Anyway, about halfway through the drink - and halfway to the airport - I notice that this is one of those "look behind the label" promotional editions of soft drink. I peel the label and am momentarily nonplused with the words "FIRST PRIZE" followed by a long number, apparently to be used for redemption.

This is intriguing. First prize? Moi?

Then I start to read the weasel words on the label. I am invited to visit www.powerade.com and check out what I've won. The back of the label warns me that I can only use the redemption number once, which makes sense. I am also warned that I may visit the site no more often than five times in any 24-hour period. Wow, I think, a site that actually discourages visits! At the very bottom of the ukase stands the restriction, "Limit 1 Grand Prize & total 10 First Prizes per e-mail address/household.
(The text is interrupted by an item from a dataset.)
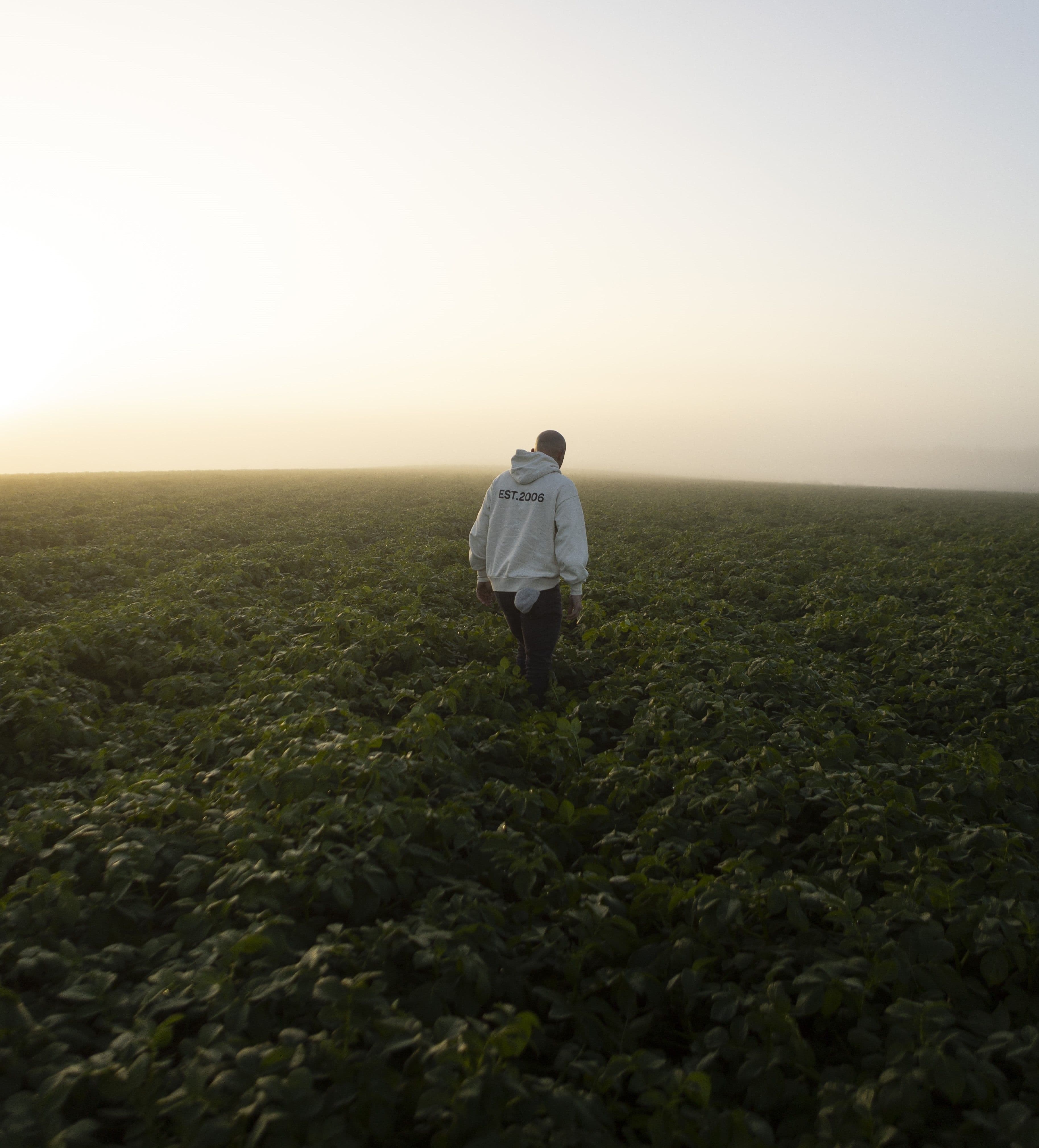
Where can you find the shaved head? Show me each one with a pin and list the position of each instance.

Nuts. This is starting to look bad. They're placing a limit on "Grand Prizes" to one per household? So, how many, exactly, "Grand Prizes" are there; and how many "First Prizes" might there be? I begin to think that the momentary spurt of adrenaline I felt when I read the words "First Prize" was bogus, that the meaning of the phrase was being deliberately diluted by a bunch of marketing pukes whose idea was to furnish copious quantities of "First Prizes" to the thirsty multitudes. I am thinking I got more of a "gambler’s rush" back a long time ago when a friend and I searched an old, abandoned house on a mutual friend’s property in New Jersey and found three old silver dollars and a couple of dimes in a desk in the attic.

For some reason, I was also reminded of various and sundry offers my wife and I received, back ages ago when we lived up north in Jacksonville, to come down to this area of Florida to claim one of several alluring prizes. The only condition, mind you, was that we'd have to come - both of us, it was made clear - to listen to a time-share pitch. Invariably, among the large cash prizes, televisions, cars, and other prizes whose values are hard to fake, there would be prizes such as: a free vacation to Acapulco (to listen to yet another time-share pitch) or a "genuine" diamond pendant (a stone that would look small on a flea’s leg, mounted on genuine, um, metal). I remember one outfit even offering a real home computer as a "possible" prize if we'd only come down and listen to their pitch (some of you may remember this cute toy; it was the Sinclair 1000, which died commercially after dropping in price to about $10, suggested retail).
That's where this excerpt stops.